John Phillips Ministries

The Gods of Egypt

m2t on Dec 05, 2016

The Egyptian civilization was unrivaled in the ancient world. Its artifacts fill our museums and draw countless crowds who come to wonder and to stare. The Egyptians had eaten well of the tree of knowledge. Their brilliant minds were enlightened. We read of Moses that he was "learned in all the wisdom of the Egyptians" (Acts 7:22). His knowledge was coextensive with that of the learned doctors at whose feet he sat. The Egyptians excelled in the arts and sciences. They had the technology and industry to build the pyramids. They were marvelous engineers. They were experts in agriculture, in navigation, in warfare, and in astronomy. They built monuments that became wonders of the world and have withstood the test of time.

To this day we marvel at the pyramids. From a distance they look like mountains, rising sharply against the sky. Everything about them is big. Some 2.5 million blocks of limestone, weighing from two to five tons apiece (an aggregate of some 6 million tons), make up the mass of the Great Pyramid alone. When Moses and the enslaved Hebrews saw them, they were already at least a thousand years old. How did the Egyptians build such things? We still do not know. We only know their brilliant minds were enlightened. Moses was called to wage a one-man war against this brilliant people.

But there was another side to the Egyptians. Their foolish hearts were darkened. "Professing themselves to be wise, they became fools, and changed the glory of the uncorruptible God into an image" (Rom. 1:22–23). Egypt was crowded with graven images, and their pantheon teemed with gods. There was Hathor, the sky goddess, sometimes depicted as a cow. There was Osiris, who was married to his sister, Isis. There was Set, the jealous and murderous brother of Osiris. There was Thoth, the moon god, the recorder of the deeds of the dead. There was the jackal-headed Anubis, the despoiler. And many more. It was against these gods of Egypt, led by Pharaoh himself, the incarnation of Ra, the sun god, that Moses was sent. And it was these false and foolish gods Moses was to expose as empty, shattered, and defeated in his hand-to-hand combat with Pharaoh.

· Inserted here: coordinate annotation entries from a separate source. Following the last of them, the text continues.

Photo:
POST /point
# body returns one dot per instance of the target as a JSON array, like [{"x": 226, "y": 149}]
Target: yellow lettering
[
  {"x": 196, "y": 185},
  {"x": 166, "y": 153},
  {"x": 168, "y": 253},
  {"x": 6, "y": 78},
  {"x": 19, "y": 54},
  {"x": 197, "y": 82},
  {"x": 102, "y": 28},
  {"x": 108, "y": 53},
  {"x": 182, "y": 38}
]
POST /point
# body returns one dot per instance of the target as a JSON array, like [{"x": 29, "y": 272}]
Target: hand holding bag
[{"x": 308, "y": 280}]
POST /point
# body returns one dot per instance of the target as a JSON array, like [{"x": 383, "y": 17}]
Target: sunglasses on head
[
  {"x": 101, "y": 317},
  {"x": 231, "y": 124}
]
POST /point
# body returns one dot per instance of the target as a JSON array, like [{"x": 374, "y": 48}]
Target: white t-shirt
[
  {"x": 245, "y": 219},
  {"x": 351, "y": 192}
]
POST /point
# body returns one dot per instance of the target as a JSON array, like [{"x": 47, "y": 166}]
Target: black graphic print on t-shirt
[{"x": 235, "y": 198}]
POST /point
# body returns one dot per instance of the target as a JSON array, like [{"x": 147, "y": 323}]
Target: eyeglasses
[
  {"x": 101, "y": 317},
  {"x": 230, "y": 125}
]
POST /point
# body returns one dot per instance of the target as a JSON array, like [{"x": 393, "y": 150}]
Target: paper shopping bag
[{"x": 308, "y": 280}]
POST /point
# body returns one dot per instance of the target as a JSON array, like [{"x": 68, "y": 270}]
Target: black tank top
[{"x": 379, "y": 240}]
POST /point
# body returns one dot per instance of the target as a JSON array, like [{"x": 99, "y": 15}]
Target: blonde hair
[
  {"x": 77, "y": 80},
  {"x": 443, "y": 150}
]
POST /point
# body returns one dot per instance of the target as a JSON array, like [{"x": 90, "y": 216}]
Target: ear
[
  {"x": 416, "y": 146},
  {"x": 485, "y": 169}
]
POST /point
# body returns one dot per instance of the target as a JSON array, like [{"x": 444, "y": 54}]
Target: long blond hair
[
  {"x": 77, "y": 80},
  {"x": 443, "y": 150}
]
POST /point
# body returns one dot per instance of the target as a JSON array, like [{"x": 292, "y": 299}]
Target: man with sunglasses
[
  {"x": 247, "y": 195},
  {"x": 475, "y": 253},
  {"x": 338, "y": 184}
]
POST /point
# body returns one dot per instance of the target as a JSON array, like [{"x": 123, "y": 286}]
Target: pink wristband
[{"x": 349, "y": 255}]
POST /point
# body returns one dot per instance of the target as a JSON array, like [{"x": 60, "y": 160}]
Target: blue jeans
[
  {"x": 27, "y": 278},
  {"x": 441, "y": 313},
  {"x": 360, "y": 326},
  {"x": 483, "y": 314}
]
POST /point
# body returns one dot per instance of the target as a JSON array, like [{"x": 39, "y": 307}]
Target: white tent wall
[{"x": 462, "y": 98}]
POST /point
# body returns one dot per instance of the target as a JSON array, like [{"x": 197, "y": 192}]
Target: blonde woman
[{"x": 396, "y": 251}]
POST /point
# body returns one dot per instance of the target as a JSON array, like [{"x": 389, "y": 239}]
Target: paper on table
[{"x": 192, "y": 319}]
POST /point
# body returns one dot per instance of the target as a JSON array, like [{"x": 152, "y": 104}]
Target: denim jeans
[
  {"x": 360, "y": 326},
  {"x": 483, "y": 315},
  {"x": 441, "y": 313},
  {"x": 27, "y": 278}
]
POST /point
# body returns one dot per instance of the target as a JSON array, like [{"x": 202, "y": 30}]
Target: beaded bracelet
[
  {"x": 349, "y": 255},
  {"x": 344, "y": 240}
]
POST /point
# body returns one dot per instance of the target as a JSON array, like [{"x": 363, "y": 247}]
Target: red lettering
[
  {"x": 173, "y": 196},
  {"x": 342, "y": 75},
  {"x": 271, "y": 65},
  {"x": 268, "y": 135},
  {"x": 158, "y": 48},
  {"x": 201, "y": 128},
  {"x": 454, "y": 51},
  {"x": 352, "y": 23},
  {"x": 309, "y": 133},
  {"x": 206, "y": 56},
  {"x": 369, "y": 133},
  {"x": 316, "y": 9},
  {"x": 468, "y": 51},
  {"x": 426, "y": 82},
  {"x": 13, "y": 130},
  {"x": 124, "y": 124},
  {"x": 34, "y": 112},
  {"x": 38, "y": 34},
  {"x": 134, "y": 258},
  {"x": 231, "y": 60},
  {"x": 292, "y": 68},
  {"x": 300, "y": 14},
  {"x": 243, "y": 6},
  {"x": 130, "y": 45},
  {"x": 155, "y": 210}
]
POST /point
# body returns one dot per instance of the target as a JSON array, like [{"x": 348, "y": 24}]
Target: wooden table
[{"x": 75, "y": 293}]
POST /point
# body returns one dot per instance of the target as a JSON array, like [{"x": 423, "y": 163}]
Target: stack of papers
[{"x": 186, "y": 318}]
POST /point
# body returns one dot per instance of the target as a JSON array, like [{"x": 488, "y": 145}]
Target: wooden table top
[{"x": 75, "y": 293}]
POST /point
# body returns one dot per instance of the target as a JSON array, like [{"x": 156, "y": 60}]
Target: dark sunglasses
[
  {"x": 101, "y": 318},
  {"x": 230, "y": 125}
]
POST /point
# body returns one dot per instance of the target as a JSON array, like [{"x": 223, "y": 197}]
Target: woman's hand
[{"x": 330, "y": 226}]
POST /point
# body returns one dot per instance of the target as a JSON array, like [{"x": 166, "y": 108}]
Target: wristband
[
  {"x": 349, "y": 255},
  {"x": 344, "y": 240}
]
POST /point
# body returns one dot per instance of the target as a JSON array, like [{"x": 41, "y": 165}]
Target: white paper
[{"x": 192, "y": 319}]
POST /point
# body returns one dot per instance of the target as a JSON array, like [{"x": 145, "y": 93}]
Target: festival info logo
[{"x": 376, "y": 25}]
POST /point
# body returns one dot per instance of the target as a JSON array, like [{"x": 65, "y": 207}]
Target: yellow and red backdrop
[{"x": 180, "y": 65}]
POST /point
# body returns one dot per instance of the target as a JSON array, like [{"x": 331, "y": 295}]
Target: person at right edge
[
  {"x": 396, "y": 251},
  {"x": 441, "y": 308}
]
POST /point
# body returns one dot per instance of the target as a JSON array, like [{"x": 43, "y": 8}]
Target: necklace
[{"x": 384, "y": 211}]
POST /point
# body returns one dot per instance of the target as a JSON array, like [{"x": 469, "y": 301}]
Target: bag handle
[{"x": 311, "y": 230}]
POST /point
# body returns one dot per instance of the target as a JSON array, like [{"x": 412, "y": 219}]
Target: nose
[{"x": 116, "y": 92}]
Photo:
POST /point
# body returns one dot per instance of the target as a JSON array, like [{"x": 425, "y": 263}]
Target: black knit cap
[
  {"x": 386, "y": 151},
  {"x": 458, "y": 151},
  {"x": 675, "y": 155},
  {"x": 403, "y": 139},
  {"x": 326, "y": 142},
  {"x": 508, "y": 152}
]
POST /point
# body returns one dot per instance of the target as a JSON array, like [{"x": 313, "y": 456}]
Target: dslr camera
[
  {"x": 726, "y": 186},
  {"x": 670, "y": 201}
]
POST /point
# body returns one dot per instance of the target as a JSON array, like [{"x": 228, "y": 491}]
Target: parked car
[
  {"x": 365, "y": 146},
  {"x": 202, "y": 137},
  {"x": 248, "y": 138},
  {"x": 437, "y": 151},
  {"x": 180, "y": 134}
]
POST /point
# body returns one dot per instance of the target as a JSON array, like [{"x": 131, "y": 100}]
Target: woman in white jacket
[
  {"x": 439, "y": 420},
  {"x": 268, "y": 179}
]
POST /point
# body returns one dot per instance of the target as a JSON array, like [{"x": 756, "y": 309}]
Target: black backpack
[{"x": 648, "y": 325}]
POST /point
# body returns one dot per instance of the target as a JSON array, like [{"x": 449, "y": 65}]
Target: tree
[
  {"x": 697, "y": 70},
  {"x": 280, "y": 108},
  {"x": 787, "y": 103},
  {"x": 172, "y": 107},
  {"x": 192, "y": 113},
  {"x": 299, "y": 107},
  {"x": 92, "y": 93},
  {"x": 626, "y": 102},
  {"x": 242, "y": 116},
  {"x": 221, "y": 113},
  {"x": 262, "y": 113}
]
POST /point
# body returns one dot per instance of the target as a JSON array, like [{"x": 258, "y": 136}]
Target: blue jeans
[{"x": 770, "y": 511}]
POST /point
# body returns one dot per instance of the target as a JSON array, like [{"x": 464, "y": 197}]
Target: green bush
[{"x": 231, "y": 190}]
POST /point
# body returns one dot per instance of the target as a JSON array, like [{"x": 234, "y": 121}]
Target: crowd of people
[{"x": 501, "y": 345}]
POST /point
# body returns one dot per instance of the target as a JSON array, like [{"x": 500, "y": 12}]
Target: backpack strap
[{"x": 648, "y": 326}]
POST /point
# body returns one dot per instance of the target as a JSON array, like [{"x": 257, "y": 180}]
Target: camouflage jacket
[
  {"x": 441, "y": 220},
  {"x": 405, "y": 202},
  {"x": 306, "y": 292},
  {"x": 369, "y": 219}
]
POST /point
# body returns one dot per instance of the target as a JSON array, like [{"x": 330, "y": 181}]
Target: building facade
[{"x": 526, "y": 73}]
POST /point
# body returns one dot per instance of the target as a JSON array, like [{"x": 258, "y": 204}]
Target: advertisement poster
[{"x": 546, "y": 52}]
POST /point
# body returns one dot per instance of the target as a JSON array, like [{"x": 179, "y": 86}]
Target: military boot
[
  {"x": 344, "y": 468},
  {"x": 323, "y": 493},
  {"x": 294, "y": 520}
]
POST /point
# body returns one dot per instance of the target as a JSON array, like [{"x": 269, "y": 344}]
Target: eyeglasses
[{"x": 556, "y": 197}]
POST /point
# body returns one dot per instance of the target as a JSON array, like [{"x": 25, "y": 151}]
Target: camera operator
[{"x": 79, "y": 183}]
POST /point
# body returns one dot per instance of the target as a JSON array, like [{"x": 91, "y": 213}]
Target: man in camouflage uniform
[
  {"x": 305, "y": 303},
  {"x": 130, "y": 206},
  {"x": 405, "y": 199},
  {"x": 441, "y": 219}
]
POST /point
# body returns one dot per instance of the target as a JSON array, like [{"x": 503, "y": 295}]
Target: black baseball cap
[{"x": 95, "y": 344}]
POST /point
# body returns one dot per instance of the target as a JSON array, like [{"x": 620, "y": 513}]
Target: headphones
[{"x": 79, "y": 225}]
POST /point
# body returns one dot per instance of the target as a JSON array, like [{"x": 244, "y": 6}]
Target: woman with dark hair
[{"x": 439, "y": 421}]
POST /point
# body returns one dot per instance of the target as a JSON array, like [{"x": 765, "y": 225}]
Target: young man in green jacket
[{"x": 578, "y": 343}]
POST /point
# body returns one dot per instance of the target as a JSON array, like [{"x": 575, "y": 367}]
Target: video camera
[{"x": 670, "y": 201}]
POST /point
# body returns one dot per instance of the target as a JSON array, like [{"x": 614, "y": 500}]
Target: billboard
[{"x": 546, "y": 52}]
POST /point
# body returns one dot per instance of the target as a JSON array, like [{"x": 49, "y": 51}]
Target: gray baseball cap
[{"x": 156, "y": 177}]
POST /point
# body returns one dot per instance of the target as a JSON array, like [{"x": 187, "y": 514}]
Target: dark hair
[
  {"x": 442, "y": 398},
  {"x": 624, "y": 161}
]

The gods of Egypt were prevalent. Every phase of Egyptian life was governed by the gods. They dominated life from the womb to the tomb. Moreover, they were preposterous, usually depicted as humans with the heads and features of animals and birds. There was the lionheaded Sekhmet, a goddess sent to punish people if they neglected the gods. There was Anubis, with the head of a jackal. There was no end to it, cats and crocodiles, bats and beetles. And the folly of it all lay in the fact that these gods were not only false, but they were also powerless. It was God's avowed intent, right from the start, to expose the utter impotence of these gods (Exod. 12:12). Aaron's rod turned into a serpent and swallowed the rods of the magicians and poked fun at the serpent image Pharaoh wore as a crown on his brow. The Nile was worshiped as a source of life, so it was turned to blood. Frogs were worshiped as a symbol of fruitfulness, so God used them to plague the Egyptians. The pestilence on the cattle was aimed at the worship of animals. The plague of darkness showed Ra, the sun god, to be powerless. And, of course, the last, terrible plague that brought death to every home exposed the impotence of each and every Egyptian god. So there Pharaoh sat, in all his pomp and splendor, with the resources of an empire at his command, powerless. And there stood Moses, the despised and detested shepherd, an abomination to the Egyptians, in his homespun, peasant's robes, clothed with power from on high. On the one hand, Egypt's ludicrous gods; on the other hand, Israel's living God. It is still that way. Forty years before, Moses had decided whose side he was on. Adopted into the Egyptian royal family, educated in Egypt's finest schools, offered pleasure and power and boundless prosperity and the very throne itself, it would seem, Moses chose the living God, not this world's tin and tinsel gods. We must do the same.